I am using kNN algorithm to classify. In weka they have provided various parameter setting for kNN. I am intersted to know about the distanceWeighting, meanSquared.
In distanceWeighting we have three values (No distance weighting, weight by 1/distance and weight by 1-distance). What are these values and what is their impact?

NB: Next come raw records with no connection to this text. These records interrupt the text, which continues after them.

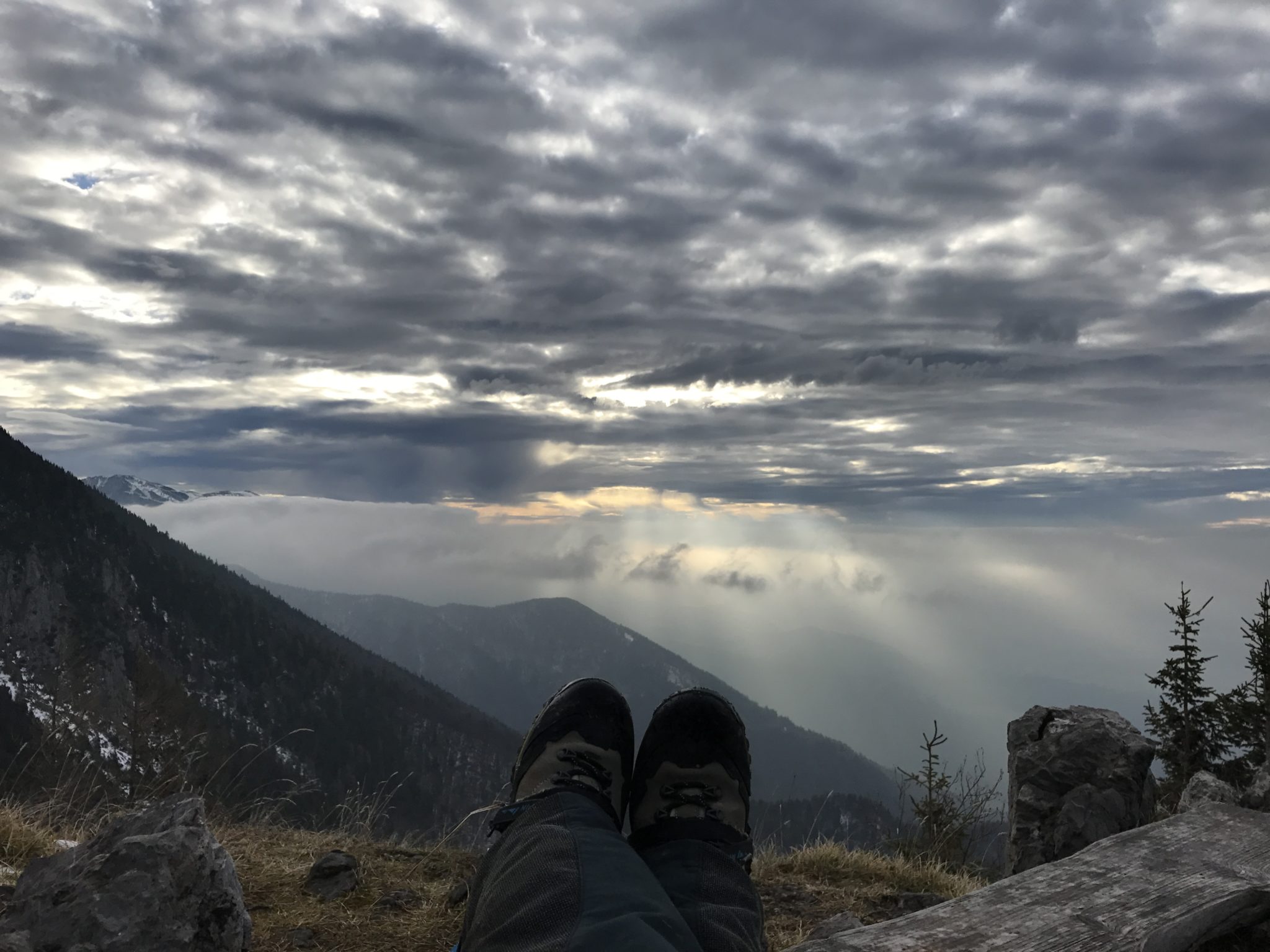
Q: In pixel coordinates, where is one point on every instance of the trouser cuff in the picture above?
(732, 842)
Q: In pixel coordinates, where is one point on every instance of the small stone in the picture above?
(151, 880)
(833, 926)
(1206, 788)
(333, 876)
(303, 938)
(458, 894)
(897, 904)
(399, 901)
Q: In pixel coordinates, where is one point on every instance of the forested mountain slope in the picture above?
(121, 644)
(507, 660)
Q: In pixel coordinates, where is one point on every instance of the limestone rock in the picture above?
(155, 880)
(833, 926)
(333, 876)
(1077, 775)
(1206, 788)
(1258, 794)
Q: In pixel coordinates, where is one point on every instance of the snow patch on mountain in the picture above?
(133, 490)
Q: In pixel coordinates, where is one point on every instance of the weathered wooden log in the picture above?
(1162, 888)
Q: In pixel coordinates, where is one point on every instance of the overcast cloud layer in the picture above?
(978, 258)
(941, 324)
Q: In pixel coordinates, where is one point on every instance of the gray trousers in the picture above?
(563, 879)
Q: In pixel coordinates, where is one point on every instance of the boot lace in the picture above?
(585, 770)
(686, 794)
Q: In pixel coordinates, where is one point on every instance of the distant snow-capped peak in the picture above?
(133, 490)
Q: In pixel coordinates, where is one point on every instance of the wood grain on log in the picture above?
(1162, 888)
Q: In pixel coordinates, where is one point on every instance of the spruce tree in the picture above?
(1248, 707)
(1189, 721)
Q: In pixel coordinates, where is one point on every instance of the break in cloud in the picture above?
(981, 260)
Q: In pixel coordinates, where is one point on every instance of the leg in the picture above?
(564, 880)
(713, 892)
(690, 818)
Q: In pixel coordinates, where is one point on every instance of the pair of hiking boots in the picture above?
(690, 780)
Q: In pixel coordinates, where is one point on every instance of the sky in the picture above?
(783, 333)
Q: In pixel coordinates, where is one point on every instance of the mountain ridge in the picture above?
(506, 659)
(123, 646)
(134, 490)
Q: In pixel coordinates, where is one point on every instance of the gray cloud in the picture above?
(735, 579)
(664, 568)
(992, 262)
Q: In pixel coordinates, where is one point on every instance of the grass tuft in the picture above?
(806, 886)
(801, 888)
(22, 838)
(273, 861)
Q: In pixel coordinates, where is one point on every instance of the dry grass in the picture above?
(806, 886)
(272, 863)
(22, 838)
(801, 889)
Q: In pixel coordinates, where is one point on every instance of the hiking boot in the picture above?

Can someone please expalin me? :)
If one uses "no distance weighting", then the predicted value for your data points is the average of all k neighbors. For example
# if values_of_3_neigbors = 4, 5, 6
# then predicted_value = (4+5+6)/3 = 5
For 1/distance weighting, the weight of each neigbor is inversely proportional to the distance to it. The idea is: the closer the neighbor, the more it influences the predicted value. For example
# distance_to_3_neigbors = 1,3,5
# weights_of_neighbors = 1/1, 1/3, 1/5 # sum = 1 + 0.33 + 0.2 = 1.53
# normalized_weights_of_neighbors = 1/1.53, 0.33/1.53, 0.2/1.53 = 0.654, 0.216, 0.131
# then predicted_values = 4*0.654 + 5*0.216 + 6*0.131 = 4.48
For 1-distance it is similar. This is only applicable when all your distances are in the [0,1] range.
Hope this helps